The samples were collected in Kinshasa, an urban area with a diversified diet and without konzo; Masi-Manimba, a rural area with a predominantly cassava-based diet and a low prevalence of konzo; and Kahemba, a predominantly cassava-based food region with a high prevalence of konzo. “Few populations in the world depend exclusively on toxic foods for survival, making the DRC a unique country to question the influence of detrimental subsistence on the intestinal flora and its relation to this debilitating multifactorial neurological disease,” added the scientists.
They first examined the structure of the gut microbiome in relation to urban and rural settings and found that, regardless of region, all study groups were home to an average of more than 450 unique species. Further, investigators wrote: “Although all groups appear to harbor a diverse microbiome structure, many differences were detected when comparing the profiles of individuals from Kinshasa to those residing in Masi-Manimba or Kahemba. The results indicated that for their study populations, there were “regional specifications and influences” that contributed to the overall structure of the gut flora, “outside of a simple urban versus rural context.”
While the results indicated an enrichment in bacteria capable of hydrolyzing linamarin, as well as genes encoding -D-glucosidase, in the children of Kahemba, the authors also pointed out that the development of konzo is multifactorial in nature with many factors. many environmental variables and stressors. “As such, the gut microbiome may not be the sole cause of disease, but rather a required modulator, because without a functioning gut microbiome, linamarin and other cyanogenic glycosides would pose little or no risk to it. ‘man,’ they concluded.
Matthew S. Bramble, PhD, researcher at Children’s National, commented: “While the gut microbiome is not the only cause of disease as the environment and malnutrition play a role, it is a required modulator. Simply put, without gut microbes, linamarin and other cyanogenic glucosides would pose little or no risk to humans.
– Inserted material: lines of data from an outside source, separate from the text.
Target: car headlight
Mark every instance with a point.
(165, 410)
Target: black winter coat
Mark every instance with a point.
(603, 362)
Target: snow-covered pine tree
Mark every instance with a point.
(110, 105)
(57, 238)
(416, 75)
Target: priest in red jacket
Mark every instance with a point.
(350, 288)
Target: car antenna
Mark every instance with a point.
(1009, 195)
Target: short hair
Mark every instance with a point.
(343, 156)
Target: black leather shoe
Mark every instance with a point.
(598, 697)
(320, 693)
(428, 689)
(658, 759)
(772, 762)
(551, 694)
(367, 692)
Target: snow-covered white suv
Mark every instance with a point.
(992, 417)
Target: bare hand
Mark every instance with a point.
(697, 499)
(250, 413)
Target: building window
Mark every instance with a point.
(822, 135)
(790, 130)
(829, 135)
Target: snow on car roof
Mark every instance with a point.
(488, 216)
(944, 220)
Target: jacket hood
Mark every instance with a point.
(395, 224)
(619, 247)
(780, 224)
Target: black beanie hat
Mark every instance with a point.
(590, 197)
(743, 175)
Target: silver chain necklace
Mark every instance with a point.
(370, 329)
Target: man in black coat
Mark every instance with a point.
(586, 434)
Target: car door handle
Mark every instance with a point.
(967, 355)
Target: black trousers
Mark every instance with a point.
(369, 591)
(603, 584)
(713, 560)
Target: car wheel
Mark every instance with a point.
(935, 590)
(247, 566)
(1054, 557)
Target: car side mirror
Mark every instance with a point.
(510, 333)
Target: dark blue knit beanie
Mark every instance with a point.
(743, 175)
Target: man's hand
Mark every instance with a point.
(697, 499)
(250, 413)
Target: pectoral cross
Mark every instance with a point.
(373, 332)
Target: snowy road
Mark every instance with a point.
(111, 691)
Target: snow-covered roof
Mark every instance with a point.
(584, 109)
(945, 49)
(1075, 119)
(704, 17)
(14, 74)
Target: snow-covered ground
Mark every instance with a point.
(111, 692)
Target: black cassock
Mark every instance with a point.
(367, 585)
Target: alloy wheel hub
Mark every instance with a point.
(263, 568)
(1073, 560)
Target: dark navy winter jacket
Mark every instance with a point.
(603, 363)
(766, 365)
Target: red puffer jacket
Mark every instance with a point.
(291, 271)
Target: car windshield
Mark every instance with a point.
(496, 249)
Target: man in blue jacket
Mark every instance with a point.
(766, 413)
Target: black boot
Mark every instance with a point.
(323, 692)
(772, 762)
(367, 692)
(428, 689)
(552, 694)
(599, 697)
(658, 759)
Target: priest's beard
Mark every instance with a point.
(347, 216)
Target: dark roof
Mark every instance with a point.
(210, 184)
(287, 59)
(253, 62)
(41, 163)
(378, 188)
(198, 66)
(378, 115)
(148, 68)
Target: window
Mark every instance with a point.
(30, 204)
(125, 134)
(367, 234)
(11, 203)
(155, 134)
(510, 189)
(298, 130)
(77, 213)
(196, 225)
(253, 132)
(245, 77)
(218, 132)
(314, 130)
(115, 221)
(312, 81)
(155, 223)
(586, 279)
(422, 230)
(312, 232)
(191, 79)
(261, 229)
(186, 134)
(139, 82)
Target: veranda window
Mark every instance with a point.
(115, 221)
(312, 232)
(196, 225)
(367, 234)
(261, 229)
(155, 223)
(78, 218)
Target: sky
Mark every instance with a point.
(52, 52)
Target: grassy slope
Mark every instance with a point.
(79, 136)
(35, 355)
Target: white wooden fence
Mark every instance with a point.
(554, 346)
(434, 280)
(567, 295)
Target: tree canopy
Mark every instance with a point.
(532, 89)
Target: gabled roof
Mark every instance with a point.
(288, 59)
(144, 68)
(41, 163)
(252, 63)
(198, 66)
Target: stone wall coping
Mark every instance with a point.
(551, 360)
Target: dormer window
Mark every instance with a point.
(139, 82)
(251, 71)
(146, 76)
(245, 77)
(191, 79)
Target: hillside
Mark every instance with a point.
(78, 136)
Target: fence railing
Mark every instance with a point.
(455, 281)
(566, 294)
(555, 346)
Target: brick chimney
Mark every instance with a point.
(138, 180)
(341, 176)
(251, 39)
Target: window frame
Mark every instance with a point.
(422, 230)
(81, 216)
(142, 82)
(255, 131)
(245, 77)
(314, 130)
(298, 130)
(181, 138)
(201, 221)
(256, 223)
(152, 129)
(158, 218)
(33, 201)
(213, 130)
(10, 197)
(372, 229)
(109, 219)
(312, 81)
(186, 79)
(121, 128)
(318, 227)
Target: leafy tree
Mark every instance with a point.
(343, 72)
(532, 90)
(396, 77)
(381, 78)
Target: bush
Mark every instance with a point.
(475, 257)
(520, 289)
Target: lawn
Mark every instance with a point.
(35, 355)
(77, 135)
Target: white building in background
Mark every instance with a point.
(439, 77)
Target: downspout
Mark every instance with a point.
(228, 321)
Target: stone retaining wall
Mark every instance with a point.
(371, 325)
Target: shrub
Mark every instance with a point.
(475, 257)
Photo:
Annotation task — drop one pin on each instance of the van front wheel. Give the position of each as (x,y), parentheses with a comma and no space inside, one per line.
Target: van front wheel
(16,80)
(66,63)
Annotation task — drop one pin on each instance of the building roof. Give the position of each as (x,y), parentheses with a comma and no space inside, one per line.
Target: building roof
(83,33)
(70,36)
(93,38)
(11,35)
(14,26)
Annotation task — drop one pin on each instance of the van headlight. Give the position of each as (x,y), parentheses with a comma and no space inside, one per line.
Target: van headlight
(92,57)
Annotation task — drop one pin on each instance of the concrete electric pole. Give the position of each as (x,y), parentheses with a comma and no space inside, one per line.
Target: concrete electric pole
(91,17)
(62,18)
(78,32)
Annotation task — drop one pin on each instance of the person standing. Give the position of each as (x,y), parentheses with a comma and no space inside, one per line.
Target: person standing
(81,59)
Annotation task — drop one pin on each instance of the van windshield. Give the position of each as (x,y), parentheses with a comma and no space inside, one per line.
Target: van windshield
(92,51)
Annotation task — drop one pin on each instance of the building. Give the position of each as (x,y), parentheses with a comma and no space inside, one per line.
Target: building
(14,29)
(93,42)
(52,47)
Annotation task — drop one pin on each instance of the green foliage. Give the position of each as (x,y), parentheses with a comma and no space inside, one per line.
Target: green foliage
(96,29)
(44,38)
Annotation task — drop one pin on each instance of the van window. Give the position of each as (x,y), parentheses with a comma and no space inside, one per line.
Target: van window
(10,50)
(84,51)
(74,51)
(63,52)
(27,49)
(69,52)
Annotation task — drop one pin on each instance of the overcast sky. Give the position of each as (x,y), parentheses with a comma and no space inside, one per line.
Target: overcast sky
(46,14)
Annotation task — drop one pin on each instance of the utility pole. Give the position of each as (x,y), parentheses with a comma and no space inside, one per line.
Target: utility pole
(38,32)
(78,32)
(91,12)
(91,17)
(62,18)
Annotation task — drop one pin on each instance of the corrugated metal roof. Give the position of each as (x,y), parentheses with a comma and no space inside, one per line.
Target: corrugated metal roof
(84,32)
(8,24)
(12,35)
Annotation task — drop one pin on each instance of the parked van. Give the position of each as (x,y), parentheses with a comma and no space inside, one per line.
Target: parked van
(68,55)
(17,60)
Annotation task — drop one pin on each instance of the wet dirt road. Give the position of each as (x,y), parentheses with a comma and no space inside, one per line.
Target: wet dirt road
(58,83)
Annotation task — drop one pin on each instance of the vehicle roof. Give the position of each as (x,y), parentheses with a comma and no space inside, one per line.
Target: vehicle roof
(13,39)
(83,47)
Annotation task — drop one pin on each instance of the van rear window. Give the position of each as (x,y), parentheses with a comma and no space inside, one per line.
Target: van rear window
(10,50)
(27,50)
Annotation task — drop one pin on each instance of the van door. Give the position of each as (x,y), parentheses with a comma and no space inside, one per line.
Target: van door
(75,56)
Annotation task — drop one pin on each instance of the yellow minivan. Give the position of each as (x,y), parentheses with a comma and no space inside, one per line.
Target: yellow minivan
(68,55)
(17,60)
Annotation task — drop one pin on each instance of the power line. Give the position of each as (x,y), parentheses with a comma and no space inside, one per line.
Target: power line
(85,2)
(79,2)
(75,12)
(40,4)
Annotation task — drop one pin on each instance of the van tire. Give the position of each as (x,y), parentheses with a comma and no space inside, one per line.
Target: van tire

“This study overcame many challenges related to research in low-resource settings,” said Desire Tshala-Katumbay, MD, MPH, PhD, FANA, co-lead author and expert scientist at the National Institute for Biomedical Research in Kinshasa, DRC, and professor of neurology at Oregon Health & Science University. “This will open up new avenues to prevent konzo, a devastating disease for many children in sub-Saharan Africa. “
For the next steps, the researchers aim to study sibling pairs from konzo-prone regions of Kahemba, where only one sibling is affected by the disease. “Studying siblings will help us control factors that cannot be controlled otherwise, such as cassava preparation in the household,” said Neerja Vashist, research fellow at Children’s National. “In this work, each sample had approximately 5 million DNA reads each, so for our follow-up, we plan to increase this figure to over 40 million reads per sample and the overall size of the study cohort. . This study design will allow us to confirm that the trends we have observed hold on a larger scale, while improving our ability to comprehensively characterize the gut microbiome.